Bob Jones also earned first place for both armed regulation drill and color guard regulation and third place in both inspection regulation and unarmed regulation drill.
Participants in all areas of the drill competition were Christian Weiss, Sean Motz, Tyler Renn, Christopher Marris, Chantel Watson, Teralynn Stewart, James Agee, Edward Little, John Dyson, Akeia Williams and Christian Morris.
“Our Honor Guard won first place for excellent execution of their maneuvers.
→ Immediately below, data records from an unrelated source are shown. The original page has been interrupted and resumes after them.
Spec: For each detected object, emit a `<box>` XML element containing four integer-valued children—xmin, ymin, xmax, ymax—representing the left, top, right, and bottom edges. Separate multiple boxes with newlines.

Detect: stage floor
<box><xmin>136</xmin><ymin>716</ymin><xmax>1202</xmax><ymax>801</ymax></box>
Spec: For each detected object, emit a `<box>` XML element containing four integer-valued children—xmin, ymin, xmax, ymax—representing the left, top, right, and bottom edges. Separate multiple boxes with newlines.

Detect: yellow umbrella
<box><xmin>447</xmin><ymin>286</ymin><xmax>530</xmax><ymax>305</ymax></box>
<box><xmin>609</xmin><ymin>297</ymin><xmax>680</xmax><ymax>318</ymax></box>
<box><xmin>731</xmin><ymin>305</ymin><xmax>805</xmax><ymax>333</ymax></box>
The team consisted of cadets Chantel Watson, Sean Motz, Christian Weiss and Akeia Williams, who were judged against nine other teams,” Clark said.
The Honor Guard performed a sequence of 31 memorized steps, including presentation of colors and a myriad of directional changes using wheel turns and color reverse maneuvers while staying in step, keeping perfect alignment and maintaining a timing of 100-120 steps per minute, Clark said.
During regulation drill, whether armed or unarmed, the drill team commander directs the squad through 36 or more procedural movements that must be executed crisply and exactly, as dictated by Air Force regulations manuals.
In armed drills, “the additional challenge of handling and moving a 10-pound rifle while marching isn’t as easy as the cadets make it look, especially when everyone trying to remain in sync to execute the exact same move,” Clark said.
This semester, AFROTC will attend the J.O. Johnson High School Drill Meet in March and Lafayette Drill Meet in Oxford, Miss. in April. “Our cadets enjoy stepping to the challenge,” he said.
“Drill team students are always first class,” Bob Jones Principal Robby Parker said. “They present the colors at PTA, sporting events and at different functions around town.”